Most adventure games, to keep the parser simple, might just have some simple rules, which accepts verb + noun or a cardinal direction, and simple things like that. That's almost a CFG, so in Backus-Naur Form, a simple parser might look like:
s => D
s => VERB
s => VERB object
object => NOUN
object => ADJ NOUN
ADJ => {red, big, sharp, wooden}
NOUN => {stick, sword, mailbox, goon}
VERB => {take, fight, open, ...}
D => {north, east, south, west}
Empirically, this is the kind of parser that many adventure games had in them, to accept simple sentences like open mailbox or north or take wooden sword or exit. That works well enough, and doesn't take much more memory than the list of words. It's essentially the same grammar as a very primitive computer language like an assembler, just with English words.
Now when the Hobbit came out, for the ZX Spectrum (it needed the 48K version), it had a much more advanced parser, allowing it to accept sentences in an impressive subset of English which they called Inglish, like "ask Gandalf about the curious map then take sword and kill troll with it. That's some tricky pronoun resolution right there (did you mean to kill the troll with the sword, or the mapinstrumental? Or even with Gandalf or the trollcomitative?
Also, if you don't give the object, the dialogue might go something like this:
> OPEN
Open what?
> ALL
You open the green door. You open the chest and a bat flies out. Gandalf closes the chest.
... which means that context is stored in between each entry (in order that the game knows what to do to all), and it also means that there is a one-to-many mapping between pronoun and object.
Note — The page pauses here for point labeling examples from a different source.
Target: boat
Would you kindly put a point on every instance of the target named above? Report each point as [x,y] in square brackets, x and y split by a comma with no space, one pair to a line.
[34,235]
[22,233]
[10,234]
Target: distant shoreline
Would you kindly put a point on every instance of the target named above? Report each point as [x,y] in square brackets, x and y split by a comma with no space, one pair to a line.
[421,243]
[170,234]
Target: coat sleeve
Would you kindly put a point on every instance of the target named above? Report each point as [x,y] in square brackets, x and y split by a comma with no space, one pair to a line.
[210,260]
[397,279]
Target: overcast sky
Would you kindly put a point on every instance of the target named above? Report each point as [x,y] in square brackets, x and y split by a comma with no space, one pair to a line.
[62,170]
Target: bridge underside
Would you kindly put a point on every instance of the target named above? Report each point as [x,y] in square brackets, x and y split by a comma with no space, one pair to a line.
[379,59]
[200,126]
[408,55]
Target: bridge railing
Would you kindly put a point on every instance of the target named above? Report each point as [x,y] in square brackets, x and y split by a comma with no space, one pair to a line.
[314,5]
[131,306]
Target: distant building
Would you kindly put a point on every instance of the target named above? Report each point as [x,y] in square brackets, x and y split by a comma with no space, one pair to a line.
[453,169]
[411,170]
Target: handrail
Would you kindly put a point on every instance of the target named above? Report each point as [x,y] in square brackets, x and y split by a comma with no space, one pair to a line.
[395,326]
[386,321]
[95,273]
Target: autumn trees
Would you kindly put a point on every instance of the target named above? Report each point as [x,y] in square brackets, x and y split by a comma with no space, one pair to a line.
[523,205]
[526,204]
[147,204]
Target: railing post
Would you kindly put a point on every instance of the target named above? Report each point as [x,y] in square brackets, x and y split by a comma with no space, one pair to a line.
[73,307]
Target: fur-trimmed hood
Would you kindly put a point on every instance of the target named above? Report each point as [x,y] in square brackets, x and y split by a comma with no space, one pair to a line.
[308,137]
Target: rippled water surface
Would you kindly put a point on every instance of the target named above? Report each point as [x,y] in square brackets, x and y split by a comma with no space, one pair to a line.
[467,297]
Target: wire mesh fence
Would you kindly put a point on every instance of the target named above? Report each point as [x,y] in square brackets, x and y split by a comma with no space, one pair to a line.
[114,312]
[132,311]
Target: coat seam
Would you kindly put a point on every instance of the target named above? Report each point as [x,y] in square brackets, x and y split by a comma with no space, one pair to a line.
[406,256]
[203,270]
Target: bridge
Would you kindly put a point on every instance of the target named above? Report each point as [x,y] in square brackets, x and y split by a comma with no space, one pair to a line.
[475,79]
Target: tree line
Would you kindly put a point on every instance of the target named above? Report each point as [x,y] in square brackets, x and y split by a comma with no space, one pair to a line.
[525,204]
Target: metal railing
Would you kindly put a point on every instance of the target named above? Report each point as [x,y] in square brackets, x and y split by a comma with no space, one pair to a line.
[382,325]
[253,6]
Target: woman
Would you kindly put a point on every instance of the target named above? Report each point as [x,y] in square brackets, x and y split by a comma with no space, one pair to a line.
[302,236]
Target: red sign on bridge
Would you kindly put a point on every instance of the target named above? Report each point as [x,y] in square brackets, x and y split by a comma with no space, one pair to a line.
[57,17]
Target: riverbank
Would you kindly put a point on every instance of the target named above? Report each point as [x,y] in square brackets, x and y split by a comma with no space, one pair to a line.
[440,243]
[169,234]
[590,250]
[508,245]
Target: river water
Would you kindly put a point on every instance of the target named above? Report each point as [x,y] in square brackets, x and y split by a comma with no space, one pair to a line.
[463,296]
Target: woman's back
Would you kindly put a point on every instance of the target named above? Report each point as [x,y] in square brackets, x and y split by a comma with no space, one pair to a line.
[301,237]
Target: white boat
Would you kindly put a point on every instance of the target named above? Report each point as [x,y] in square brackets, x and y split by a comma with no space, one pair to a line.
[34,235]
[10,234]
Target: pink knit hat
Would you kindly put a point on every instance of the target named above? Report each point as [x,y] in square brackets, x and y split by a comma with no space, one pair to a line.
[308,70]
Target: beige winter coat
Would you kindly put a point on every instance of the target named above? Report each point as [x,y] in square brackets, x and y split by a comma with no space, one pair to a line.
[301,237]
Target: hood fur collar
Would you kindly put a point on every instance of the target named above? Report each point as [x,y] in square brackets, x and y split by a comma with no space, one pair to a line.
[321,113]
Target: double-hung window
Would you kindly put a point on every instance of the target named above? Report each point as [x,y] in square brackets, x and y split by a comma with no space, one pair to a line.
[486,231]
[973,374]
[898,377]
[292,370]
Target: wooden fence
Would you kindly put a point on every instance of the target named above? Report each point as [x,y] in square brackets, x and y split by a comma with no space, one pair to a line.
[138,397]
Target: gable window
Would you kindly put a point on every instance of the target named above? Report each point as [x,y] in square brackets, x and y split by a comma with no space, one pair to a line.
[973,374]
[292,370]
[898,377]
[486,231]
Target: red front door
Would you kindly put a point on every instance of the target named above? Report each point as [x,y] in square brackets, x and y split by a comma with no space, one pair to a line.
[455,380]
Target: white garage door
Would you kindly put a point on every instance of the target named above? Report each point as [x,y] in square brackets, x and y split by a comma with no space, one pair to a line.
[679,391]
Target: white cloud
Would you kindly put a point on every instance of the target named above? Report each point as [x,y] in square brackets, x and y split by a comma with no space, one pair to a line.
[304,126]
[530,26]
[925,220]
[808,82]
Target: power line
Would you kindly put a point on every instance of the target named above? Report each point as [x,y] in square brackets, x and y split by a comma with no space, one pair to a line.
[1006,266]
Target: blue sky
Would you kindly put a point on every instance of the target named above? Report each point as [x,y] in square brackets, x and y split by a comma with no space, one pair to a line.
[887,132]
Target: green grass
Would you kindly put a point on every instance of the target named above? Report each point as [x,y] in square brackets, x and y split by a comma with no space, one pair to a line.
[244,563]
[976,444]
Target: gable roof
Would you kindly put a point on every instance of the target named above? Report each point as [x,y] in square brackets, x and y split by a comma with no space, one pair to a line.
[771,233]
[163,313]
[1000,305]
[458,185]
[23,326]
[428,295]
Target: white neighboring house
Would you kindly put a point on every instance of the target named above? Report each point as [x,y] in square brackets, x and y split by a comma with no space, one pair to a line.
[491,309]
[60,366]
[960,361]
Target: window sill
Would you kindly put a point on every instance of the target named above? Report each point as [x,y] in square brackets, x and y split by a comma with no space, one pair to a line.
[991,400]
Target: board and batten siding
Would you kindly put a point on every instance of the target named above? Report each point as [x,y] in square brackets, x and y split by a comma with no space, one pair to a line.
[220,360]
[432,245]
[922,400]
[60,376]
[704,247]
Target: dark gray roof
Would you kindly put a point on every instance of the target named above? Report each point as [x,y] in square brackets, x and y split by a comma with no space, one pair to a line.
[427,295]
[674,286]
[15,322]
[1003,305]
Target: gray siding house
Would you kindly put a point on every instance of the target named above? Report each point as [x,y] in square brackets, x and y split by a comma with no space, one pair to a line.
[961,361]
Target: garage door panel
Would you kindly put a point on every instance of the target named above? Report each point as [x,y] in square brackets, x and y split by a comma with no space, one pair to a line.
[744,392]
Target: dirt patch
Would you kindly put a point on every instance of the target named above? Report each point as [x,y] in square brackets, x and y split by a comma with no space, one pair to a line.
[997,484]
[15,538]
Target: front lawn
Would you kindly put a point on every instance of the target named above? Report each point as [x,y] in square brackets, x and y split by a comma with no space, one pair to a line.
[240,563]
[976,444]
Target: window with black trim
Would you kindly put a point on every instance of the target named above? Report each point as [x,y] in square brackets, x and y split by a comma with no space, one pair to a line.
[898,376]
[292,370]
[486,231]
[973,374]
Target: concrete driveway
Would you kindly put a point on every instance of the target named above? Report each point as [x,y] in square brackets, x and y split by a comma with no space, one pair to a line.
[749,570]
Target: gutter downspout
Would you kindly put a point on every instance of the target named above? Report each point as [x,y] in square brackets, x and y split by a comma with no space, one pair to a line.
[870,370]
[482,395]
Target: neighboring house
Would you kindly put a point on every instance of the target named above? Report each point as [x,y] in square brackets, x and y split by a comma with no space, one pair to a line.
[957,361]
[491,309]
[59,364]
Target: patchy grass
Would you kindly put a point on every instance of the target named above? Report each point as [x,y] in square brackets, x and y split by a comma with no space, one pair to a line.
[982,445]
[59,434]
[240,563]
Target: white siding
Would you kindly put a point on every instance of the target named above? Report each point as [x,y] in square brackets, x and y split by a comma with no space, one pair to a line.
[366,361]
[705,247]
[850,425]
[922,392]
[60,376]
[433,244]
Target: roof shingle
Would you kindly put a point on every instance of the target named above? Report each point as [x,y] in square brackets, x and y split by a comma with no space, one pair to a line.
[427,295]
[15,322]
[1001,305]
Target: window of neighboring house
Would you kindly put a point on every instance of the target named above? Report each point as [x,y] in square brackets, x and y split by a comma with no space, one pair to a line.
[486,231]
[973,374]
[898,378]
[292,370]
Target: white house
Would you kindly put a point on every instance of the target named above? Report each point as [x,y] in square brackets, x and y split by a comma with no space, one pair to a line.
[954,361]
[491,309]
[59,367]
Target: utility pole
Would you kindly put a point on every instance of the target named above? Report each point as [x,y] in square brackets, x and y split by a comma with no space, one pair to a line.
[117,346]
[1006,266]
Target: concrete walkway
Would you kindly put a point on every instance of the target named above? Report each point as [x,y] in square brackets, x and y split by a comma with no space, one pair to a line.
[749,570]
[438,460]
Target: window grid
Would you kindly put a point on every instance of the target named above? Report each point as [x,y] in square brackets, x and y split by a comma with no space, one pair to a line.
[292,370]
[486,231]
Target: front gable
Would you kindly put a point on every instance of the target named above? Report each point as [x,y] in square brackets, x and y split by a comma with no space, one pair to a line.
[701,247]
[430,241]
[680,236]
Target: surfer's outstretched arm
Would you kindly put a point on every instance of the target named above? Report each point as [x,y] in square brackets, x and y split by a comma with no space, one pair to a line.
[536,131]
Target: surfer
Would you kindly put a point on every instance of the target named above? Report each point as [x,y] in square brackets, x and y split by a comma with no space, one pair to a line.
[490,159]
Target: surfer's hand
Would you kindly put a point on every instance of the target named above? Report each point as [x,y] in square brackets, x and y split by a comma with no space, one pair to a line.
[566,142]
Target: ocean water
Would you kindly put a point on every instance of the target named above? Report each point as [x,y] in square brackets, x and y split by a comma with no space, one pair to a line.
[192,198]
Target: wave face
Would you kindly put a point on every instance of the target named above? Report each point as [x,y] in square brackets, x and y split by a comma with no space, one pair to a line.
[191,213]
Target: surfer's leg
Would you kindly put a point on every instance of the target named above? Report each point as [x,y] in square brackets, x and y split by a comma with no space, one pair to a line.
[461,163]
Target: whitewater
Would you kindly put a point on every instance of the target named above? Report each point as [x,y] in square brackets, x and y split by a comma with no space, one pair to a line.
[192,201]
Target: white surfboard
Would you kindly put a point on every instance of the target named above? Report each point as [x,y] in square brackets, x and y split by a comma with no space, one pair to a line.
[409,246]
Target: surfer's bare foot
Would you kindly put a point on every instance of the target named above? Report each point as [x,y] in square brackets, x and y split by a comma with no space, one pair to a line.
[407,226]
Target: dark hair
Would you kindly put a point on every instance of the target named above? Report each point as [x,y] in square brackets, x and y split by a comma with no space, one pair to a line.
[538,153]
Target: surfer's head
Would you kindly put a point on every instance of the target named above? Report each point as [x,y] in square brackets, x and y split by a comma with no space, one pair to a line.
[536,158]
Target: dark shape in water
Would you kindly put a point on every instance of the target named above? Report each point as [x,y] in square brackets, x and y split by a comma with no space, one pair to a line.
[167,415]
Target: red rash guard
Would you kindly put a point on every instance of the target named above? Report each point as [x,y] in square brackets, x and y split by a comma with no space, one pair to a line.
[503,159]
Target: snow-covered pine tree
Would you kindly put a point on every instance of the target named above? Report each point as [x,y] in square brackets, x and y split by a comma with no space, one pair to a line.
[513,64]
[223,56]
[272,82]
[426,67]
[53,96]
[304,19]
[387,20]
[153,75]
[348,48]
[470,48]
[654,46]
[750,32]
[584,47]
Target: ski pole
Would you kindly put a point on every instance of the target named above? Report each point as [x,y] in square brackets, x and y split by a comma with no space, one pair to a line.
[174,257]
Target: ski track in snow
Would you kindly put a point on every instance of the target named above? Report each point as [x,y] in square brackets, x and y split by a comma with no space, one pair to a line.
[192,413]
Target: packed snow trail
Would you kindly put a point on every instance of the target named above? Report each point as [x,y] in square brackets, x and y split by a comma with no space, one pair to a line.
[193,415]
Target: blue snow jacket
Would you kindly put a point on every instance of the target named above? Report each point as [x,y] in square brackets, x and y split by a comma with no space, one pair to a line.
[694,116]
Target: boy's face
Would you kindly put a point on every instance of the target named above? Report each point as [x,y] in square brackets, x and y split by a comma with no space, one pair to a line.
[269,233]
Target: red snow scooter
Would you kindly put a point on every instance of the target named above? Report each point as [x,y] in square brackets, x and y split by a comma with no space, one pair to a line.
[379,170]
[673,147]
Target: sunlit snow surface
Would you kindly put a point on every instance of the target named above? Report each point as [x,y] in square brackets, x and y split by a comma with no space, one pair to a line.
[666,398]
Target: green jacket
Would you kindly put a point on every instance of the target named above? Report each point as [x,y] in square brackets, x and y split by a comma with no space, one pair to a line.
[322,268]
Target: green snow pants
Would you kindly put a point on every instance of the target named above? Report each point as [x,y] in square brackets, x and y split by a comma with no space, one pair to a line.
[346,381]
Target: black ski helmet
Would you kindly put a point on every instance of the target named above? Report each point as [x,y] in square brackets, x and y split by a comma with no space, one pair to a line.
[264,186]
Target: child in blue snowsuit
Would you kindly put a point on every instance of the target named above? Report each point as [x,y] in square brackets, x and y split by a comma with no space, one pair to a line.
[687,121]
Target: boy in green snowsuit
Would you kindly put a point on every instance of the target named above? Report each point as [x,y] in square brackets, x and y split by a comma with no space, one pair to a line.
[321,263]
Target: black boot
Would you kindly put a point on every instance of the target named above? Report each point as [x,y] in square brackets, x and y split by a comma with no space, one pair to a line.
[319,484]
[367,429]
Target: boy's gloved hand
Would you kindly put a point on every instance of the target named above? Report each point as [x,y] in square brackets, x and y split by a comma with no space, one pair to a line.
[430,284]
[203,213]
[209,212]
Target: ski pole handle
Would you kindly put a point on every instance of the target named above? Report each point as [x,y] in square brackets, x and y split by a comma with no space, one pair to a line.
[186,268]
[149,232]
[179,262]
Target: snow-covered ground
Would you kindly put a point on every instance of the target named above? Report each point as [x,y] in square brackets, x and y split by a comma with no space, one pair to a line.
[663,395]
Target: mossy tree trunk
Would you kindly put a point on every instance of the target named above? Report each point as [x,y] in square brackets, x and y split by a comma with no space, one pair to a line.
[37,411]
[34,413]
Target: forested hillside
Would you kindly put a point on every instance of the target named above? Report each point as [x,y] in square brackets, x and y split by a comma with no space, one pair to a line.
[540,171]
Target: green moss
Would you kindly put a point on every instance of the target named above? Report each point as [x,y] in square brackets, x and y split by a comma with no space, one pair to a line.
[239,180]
I'm impressed that this all fits into 48K, which also houses input-output routines (for some reason the game didn't use the ones in ROM), plenty of graphics, all characters, objects and prose, etc.
How did this parser work, to allow it to be so small, and yet understand such intricate syntax?
1 Instrumental means "using the thing to accomplish the task" 2 Comitative means "accomplishing the task together with someone". It's an ambiguity in the English word "with".